The Cambridge History of English and American Literature in 18 Volumes (1907–21).
Volume X. The Age of Johnson.

XI. Letter-Writers

§ 15. Hannah More as a Letter-Writer in youth and middle age

Hannah More’s life was a remarkable one, and her fame as an author, at one time considerable, was kept alive until near the middle of the nineteenth century. It is at present nearly dead and is not likely to revive. But her correspondence is most undeservedly neglected, for she was a good letter-writer, and her accounts of the doings of the intellectual world are of great interest, and worthy to be read after Fanny Burney and Mrs. Thrale. We have full information respecting the doings of Johnson’s circle from different points of view; but there is much fresh information in Hannah More’s letters. Boswell was offended with the young lady and is often spiteful in his remarks about her. The story of the value of her flattery has been made too much of, for there is plenty of evidence that Johnson highly esteemed the character of Hannah More. Sally More was a lively writer and she gives a vivid picture of her sister’s intercourse with Johnson in 1775.

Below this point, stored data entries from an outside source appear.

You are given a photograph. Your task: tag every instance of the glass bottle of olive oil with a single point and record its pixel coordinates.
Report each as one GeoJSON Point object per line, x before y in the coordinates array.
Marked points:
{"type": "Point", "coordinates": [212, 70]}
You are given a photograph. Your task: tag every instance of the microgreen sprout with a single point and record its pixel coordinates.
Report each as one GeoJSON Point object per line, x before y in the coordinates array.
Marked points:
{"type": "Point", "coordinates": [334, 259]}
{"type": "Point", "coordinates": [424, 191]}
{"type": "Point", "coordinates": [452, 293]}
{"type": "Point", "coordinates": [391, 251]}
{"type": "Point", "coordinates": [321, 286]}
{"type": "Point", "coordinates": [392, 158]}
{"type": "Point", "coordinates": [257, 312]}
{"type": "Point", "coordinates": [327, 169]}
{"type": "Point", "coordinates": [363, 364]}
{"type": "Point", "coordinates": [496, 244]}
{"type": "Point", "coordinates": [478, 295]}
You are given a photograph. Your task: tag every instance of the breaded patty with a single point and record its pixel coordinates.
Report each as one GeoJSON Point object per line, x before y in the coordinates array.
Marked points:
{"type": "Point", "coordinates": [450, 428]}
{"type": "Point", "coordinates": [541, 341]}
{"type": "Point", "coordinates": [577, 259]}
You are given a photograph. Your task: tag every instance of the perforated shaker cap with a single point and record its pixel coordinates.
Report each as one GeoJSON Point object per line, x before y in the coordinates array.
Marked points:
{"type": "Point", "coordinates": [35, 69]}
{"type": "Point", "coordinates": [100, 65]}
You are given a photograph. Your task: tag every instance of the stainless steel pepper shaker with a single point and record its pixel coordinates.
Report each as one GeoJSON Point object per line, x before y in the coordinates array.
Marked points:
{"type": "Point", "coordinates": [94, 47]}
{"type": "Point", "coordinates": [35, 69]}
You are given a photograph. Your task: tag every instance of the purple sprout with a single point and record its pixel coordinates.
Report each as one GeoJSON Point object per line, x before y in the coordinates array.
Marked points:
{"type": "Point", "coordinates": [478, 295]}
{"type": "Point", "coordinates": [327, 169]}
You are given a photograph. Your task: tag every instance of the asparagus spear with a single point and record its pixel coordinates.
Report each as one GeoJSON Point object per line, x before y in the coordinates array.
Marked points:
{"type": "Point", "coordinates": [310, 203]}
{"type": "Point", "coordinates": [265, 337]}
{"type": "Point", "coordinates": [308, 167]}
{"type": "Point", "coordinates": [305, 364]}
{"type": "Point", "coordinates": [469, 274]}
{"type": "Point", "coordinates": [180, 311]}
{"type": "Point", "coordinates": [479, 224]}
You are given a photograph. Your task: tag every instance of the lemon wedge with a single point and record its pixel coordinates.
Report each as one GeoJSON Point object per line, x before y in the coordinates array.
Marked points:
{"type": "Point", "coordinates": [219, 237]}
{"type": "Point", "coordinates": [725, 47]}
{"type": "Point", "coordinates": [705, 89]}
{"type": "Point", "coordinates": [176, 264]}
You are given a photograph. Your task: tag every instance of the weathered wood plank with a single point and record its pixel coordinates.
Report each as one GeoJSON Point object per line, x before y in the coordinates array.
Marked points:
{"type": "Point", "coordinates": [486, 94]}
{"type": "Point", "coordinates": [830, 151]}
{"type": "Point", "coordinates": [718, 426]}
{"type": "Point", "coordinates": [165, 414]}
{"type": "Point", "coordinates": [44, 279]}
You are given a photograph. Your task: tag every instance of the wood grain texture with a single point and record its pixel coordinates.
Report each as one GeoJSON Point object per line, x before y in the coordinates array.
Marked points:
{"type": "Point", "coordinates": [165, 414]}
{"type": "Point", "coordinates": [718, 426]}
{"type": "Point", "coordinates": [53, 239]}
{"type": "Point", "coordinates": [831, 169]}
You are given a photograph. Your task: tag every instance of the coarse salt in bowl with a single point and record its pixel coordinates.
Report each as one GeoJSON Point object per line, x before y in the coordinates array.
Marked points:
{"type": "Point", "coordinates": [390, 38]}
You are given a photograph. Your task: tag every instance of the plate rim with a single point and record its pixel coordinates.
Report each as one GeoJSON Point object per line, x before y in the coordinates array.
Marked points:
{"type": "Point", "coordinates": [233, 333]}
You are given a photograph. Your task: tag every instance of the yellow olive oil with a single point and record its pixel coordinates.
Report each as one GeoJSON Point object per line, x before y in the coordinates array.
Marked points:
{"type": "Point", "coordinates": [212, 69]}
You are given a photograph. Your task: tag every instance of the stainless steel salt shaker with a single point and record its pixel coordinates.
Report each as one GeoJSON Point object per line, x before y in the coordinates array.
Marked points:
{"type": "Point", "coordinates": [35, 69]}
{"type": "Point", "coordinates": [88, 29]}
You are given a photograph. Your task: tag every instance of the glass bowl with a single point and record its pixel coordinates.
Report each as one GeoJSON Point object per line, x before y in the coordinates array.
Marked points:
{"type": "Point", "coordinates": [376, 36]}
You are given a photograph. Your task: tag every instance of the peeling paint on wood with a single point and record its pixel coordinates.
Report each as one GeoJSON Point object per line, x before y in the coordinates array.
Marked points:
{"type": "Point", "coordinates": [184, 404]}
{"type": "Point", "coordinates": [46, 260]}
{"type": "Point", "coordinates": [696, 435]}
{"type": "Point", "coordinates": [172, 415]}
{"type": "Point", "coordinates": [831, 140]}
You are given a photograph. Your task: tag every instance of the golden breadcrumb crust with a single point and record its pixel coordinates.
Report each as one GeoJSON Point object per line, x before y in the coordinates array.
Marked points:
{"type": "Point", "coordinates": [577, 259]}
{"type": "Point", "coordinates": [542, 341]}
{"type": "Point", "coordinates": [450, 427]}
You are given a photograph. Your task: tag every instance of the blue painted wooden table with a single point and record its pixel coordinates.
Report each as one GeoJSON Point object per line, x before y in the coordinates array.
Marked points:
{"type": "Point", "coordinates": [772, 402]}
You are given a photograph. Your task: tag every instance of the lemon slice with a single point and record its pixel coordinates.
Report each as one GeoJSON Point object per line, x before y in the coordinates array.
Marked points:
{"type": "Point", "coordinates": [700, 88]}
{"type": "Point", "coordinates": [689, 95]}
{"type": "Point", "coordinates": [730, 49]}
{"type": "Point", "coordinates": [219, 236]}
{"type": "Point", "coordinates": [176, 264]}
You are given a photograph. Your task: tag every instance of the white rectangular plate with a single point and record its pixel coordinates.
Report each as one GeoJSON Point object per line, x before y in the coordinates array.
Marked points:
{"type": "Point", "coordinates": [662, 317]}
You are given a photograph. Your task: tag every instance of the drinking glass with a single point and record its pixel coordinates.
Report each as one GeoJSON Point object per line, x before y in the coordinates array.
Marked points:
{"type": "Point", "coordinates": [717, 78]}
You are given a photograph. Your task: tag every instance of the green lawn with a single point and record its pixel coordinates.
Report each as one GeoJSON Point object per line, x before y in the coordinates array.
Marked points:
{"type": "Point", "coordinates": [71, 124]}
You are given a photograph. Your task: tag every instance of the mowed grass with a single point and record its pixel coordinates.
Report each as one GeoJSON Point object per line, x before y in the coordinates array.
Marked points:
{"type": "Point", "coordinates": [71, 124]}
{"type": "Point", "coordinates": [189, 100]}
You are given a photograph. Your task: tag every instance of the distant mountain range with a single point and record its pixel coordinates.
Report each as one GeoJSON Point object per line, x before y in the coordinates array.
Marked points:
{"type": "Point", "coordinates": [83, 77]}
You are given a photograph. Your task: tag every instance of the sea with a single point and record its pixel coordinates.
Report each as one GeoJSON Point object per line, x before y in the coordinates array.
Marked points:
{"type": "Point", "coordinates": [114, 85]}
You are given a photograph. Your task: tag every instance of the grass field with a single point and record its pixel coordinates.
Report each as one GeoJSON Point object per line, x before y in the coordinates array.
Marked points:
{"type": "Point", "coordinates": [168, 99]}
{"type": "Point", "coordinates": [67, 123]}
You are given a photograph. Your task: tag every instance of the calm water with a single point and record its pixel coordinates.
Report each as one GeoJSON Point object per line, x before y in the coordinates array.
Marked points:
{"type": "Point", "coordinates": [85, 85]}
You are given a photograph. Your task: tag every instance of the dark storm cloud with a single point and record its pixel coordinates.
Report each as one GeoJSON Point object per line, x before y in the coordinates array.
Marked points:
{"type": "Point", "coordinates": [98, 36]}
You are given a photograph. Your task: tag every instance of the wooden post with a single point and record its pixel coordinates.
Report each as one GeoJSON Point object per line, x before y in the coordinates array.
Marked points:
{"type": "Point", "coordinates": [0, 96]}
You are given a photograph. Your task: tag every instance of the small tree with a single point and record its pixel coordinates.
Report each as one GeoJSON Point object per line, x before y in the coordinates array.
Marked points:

  • We drank tea at Sir Joshua’s with Dr. Johnson. Hannah is certainly a great favourite. She was placed next him, and they had the entire conversation to themselves. They were both in remarkably high spirits; it was certainly her lucky night! I have never heard her say so many good things. The old genius was extremely jocular, and the young one very pleasant.
  • The scene had changed when Hannah More met Johnson at Oxford, in the year of his death, at dinner in the lodge at Pembroke. She wrote home:

  • Who do you think is my principal cicerone at Oxford? Only Dr. Johnson, and we do so gallant it about! You cannot imagine with what delight he showed me every part of his own college.… When we came into the Common room, we spied a fine large print of Johnson, framed and hung up that very morning with this motto: “And is not Johnson ours, himself a host?” Under which stared you in the face “From Miss More’s Sensibility.” This little incident amused us;—but alas! Johnson looks very ill indeed—spiritless and wan. However he made an effort to be cheerful and I exerted myself much to make him so.
  • The triumphant entrance into the great London world by Hannah More, a young Bristol schoolmistress, is difficult to account for except on the grounds of her remarkable abilities. An agreeable young lady of seven and twenty, fresh from the provinces, who gained at once the cordial friendship not only of Garrick, Reynolds, Johnson and Horace Walpole but of Mrs. Elizabeth Montagu and the literary ladies of the day, and who became herself one of the leaders of the Blue Stockings, must have been a woman very much out of the common. When Hannah More came first to London, she visited Reynolds, whose sister promised to introduce her to Johnson. She then met Garrick, who was first interested in her because of some intelligent criticism of his acting which he had seen. He and his wife became Hannah’s dearest friends, and, on hearing of Mrs. Garrick’s death, Hannah More wrote to a friend (21 October, 1822):

  • I spent above twenty winters under her roof, and gratefully remember not only their personal kindness, but my first introduction through them into a society remarkable for rank, literature and talents.
  • She kept up her correspondence with her distinguished London friends; but most of them had died before she had arrived at middle age. We then notice a considerable change in the subjects of her correspondence, and her letters are occupied with the progress of some of the great movements in which she was interested. Wilberforce was a constant correspondent, and he found her a warm helper in the anti-slavery cause. When she and her sisters gave up their school at Bristol and retired on a competence, she devoted all her time to philanthropic purposes. This is not the place for dealing with the subjects of her voluminous writings, and they are only referred to here as an indication of the more serious character of the later correspondence.